David Hart Cognitive
Events in the Development of the Russian Suppletive Pair god – let ‘year’     3

Vsevolod Kapatsinski
Sex Associations of Russian Generics     17

Nerea Madariaga
Why Russian Semi-Predicative Items Always Agree     45

Reviews

Ronelle Alexander
Robert Greenberg. Language and Identity in the Balkans: Serbo-Croatian and its Disintegration     79

Alina Israeli
Alan Timberlake. A Reference Grammar of Russian     91

Franc Marušič and Rok Žaucer
Janez Orešnik and Donald D. Reindl, eds. Slovenian from a typological perspective (Sprachtypologie und Universalien¬ forschung (Language typology and universals))     123

Article Abstracts

David Hart

Cognitive Events in the Development of the Russian Suppletive Pair god – let ‘year’

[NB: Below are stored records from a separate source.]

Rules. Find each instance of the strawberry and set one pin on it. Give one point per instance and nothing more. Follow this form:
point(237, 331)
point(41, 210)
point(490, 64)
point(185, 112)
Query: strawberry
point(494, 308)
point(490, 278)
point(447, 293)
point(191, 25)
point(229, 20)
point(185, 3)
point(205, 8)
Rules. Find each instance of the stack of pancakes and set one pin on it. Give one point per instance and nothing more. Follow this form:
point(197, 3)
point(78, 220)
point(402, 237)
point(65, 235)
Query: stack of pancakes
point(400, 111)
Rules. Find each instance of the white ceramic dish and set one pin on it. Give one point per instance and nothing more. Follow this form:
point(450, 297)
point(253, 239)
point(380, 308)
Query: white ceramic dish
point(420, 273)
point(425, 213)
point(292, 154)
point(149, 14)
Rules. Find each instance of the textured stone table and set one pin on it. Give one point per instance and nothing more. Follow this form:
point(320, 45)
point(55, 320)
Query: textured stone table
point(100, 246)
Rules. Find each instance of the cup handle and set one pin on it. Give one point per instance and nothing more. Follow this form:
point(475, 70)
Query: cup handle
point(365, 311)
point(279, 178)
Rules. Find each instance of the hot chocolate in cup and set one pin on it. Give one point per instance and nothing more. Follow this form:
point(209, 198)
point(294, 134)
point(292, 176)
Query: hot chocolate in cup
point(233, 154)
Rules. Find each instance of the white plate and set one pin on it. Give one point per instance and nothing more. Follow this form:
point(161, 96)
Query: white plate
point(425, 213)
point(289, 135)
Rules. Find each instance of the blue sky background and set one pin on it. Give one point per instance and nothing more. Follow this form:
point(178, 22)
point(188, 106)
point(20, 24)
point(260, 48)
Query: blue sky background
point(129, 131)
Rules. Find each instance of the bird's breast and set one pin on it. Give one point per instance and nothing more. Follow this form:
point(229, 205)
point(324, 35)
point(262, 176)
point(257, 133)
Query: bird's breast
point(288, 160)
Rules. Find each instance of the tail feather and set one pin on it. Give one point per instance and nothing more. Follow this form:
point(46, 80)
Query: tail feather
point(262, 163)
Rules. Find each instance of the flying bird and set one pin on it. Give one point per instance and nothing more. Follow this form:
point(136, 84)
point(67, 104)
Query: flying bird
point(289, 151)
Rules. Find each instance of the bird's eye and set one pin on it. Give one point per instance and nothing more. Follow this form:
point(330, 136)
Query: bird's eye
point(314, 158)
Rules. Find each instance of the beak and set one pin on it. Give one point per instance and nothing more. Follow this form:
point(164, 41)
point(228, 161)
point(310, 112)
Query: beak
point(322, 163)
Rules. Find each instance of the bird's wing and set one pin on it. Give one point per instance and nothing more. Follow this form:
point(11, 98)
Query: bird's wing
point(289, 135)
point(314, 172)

Abstract: The semantic development of the suppletive pair god – let ‘year’ was due to a specific communicative deficiency that arose among speakers of Old Russian as a result of the adoption of Christianity in Rus’ and to metonymical devices that were triggered in answer to the perceived expressive want. These devices were authorized by a general constraint of compatibility on the shift of meaning from source to target. Suppletion developed as a result of the incompatibility of some aspects of the newly polysemous godъ and numerical quantification.

Vsevolod Kapatsinski

Sex Associations of Russian Generics

Abstract: This article explores whether Russian generic nouns and pronouns have sex associations, what factors influence the formation of sex associations, and whether ways for changing sexist language developed by American feminists are viable for Russian, as well as whether such change is currently likely. Social implications of the data are also explored.

Nerea Madariaga

Why Russian Semi-Predicative Items Always Agree

Abstract: In this paper an explanation is provided for the fact that the Russian semi-predicative items odin ‘one, alone’ and sam ‘-self, same’ must obligatorily undergo Case Agreement (i.e., they must show up in the same case as the argument they refer to) and that unlike regular predicatives they cannot check instrumental case. It is argued that this fact is due to the quantificational nature of these items. My analysis is based on a “predicational” analysis of the semi-predicatives odin and sam as the head of a QP inserted in an apposition adjoined to V' or Pred'. Semi-predicatives cannot be assigned inherent instrumental case there because Pred0 [+inst] can only select an AP or NP (but not a QP or DP). In particular, it is argued that the quantificational nature of these items relates them not only to predicatives but also to some adverbs and to regular quantifiers.